The next log to get on the bunk was a American Persimmon, and from looking at the end-grain cut....I knew it was going to be pretty fun. Just didn't realize it was going to be awesome-on-a-stick!



















Still have a few more American Persimmon and a couple more Sassafras tiny logs to mill, but there is always another day. BTW, today was almost 66* here in Arkansas....probably bad weather right around the corner?





Scott (photo's are funner-no it ain't a word) B


----------



## SDB777 (Jan 19, 2015)

Well, sliced these into 'useable' blanks that I'll put on my website....

Just endgrain photo's, but it's all that is really needed to be able to tell what will come from these once they get turned.













Doesn't look like much for y'all I know....but these will someday become turkey slate calls and maybe a duck or predator call.

Scott (maybe I'll be making a few too) B


----------



## 1ruralmailman (Jan 20, 2015)

do you wax dip them,or stabilize them?or dont you get much loss from cracking on these?


----------



## IanB22 (Jan 20, 2015)

beautiful stuff. 
I want to make a mallet or some kind of woodworking tool out of persimmon but it's hard to find up here in NE.
Really beautiful stuff.


----------



## SDB777 (Jan 20, 2015)

1ruralmailman said:


> do you wax dip them,or stabilize them?or dont you get much loss from cracking on these?



Don't usually need to do anything to them.
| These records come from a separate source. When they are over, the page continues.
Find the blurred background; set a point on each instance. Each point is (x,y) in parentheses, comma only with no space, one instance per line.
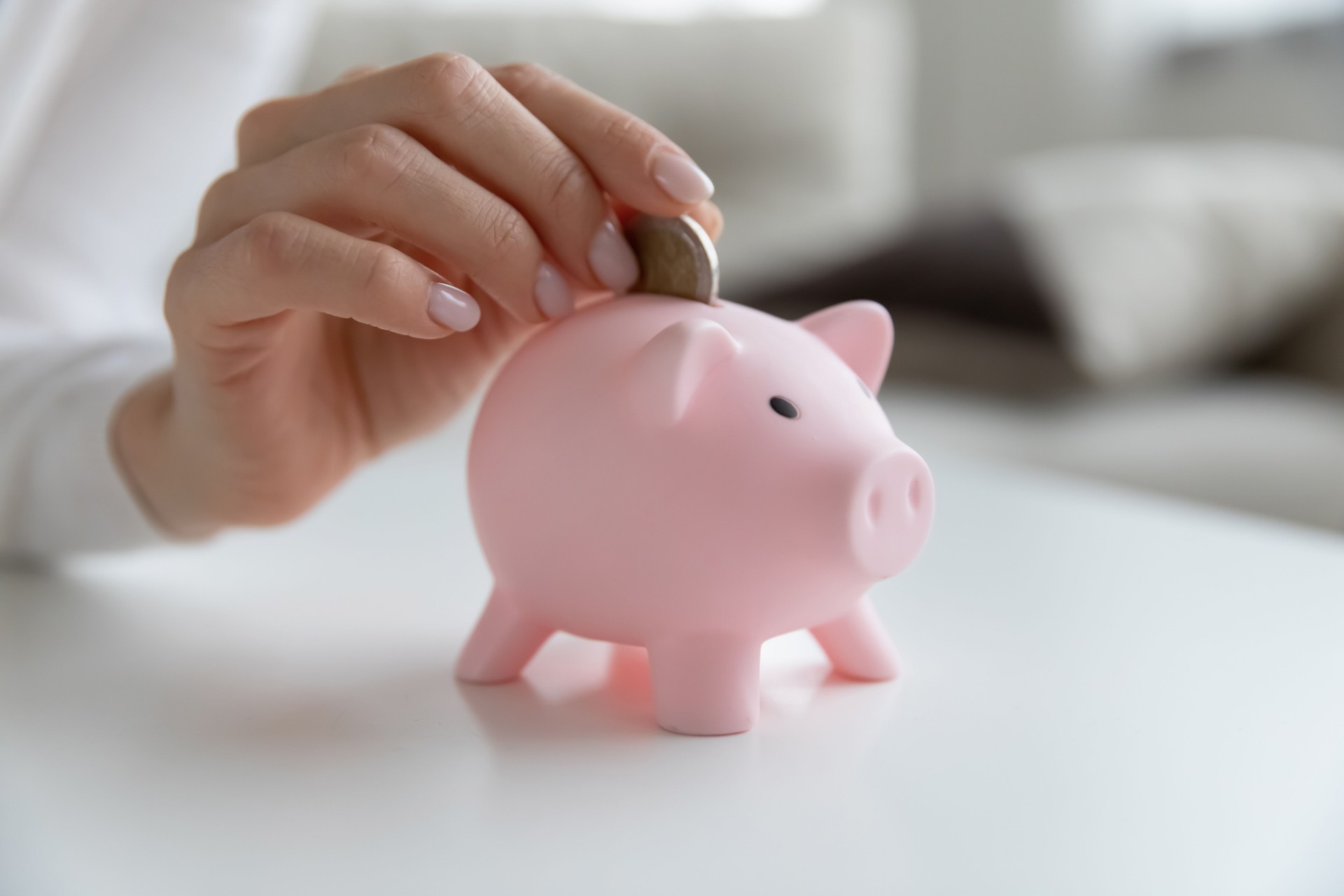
(1109,230)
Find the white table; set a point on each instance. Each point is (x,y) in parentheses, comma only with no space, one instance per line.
(1102,694)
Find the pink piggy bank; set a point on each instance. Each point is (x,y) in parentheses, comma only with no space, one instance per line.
(694,479)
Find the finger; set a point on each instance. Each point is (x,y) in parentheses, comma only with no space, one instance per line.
(706,214)
(456,109)
(281,262)
(631,159)
(375,178)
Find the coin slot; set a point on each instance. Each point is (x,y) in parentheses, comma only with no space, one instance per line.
(784,407)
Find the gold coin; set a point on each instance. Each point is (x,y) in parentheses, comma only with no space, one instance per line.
(676,257)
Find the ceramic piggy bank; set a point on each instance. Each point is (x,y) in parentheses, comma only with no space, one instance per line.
(694,479)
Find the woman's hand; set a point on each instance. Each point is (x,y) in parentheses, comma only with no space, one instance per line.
(381,246)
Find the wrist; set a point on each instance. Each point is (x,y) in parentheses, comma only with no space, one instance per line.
(155,465)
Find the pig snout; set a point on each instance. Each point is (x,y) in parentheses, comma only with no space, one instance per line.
(890,514)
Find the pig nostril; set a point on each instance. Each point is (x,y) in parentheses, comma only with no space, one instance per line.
(874,505)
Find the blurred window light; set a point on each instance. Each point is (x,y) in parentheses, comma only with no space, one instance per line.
(1205,20)
(645,10)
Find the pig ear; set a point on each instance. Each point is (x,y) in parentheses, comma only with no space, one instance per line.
(671,367)
(859,332)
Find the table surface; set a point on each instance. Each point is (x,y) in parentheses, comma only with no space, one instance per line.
(1102,692)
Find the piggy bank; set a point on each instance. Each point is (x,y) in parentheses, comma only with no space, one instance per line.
(694,480)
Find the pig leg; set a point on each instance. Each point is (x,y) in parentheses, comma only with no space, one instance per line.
(706,684)
(504,640)
(858,645)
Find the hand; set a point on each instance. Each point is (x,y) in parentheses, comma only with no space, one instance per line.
(382,245)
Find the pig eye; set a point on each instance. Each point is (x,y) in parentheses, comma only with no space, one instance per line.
(784,407)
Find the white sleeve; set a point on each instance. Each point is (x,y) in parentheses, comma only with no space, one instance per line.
(115,117)
(59,488)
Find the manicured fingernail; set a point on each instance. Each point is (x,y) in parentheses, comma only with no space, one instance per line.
(454,308)
(612,258)
(553,293)
(680,178)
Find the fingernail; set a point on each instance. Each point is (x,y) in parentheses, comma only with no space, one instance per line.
(454,308)
(553,293)
(680,178)
(612,258)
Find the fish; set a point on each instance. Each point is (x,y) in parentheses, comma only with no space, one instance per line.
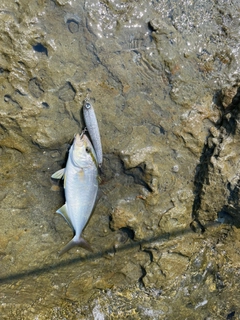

I sell them faster enough.....




IanB22 said:


> beautiful stuff.
> I want to make a mallet or some kind of woodworking tool out of persimmon but it's hard to find up here in NE.
> Really beautiful stuff.



How big a chunk you need? I have some 'half round' blanks I was going to make into bowls. I have more then enough to turn...


Scott (persimmon everywhere here...big too) B


----------



## pete_86 (Jan 28, 2015)

Nice, how do you get these exotic, atleast to me, types? You have them local? For me, I wouldn't even know what their names were. I could have them here in NY and it'd beat me.


----------



## qbilder (Jan 28, 2015)

That's some great looking persimmon. I have been on the watch for a good persimmon log but no luck. Great logs, just little or no color. Yours look great.


----------



## SDB777 (Jan 31, 2015)

It's not going to fit.....White Walnut/Butternut is just a little too big.






Looks like I'll need to 'trim' it up some with the Stihl 064 and Alaskan, just not sure which way I want to go about it yet.... Thinking on it for a few. After all, there are three major crotches and I can only hope to get the cut right in order to get the best figuring out of this one. I will probably drag the other short logs out in the upcoming weeks just to keep them from rotting on the side of the road(it's amazing what can go to waste).

I'll update after I figure things out.




Scott (too big, only for a moment) B


----------



## SDB777 (Feb 5, 2015)

Well, sometimes a fella has eye's bigger then his belly!
Another chunk followed me home...this time a giant chunk of White Oak. Was thinking I'd use it as replacement decking material on a porch near my shed....but the thing turned out to be really big after it was on the trailer and sitting in my yard. 3975lbs bigger according to the 'app for that'.....

I'll get the chainsaw mill fired up at some point tomorrow and make some passes at 4.75" thicknesses and then load those pieces on the bandsaw mill to make those pieces a uniform 2.25" thickness. That should hold up anything I'd ever put on the 'porch'....I'll let it dry for a few weeks and then seal it with some Thompsons(only the top of the pieces). Photo's of the 'fun' in the 'morrow!



Scott (I need to go on a diet) B


----------



## 4x4American (Feb 6, 2015)

Nice looking stuff. Blades cuttin kinda rough is the wood dirty and dulling the band fast or that just how it saws?


----------



## SDB777 (Feb 6, 2015)

4x4American said:


> Nice looking stuff. Blades cuttin kinda rough is the wood dirty and dulling the band fast or that just how it saws?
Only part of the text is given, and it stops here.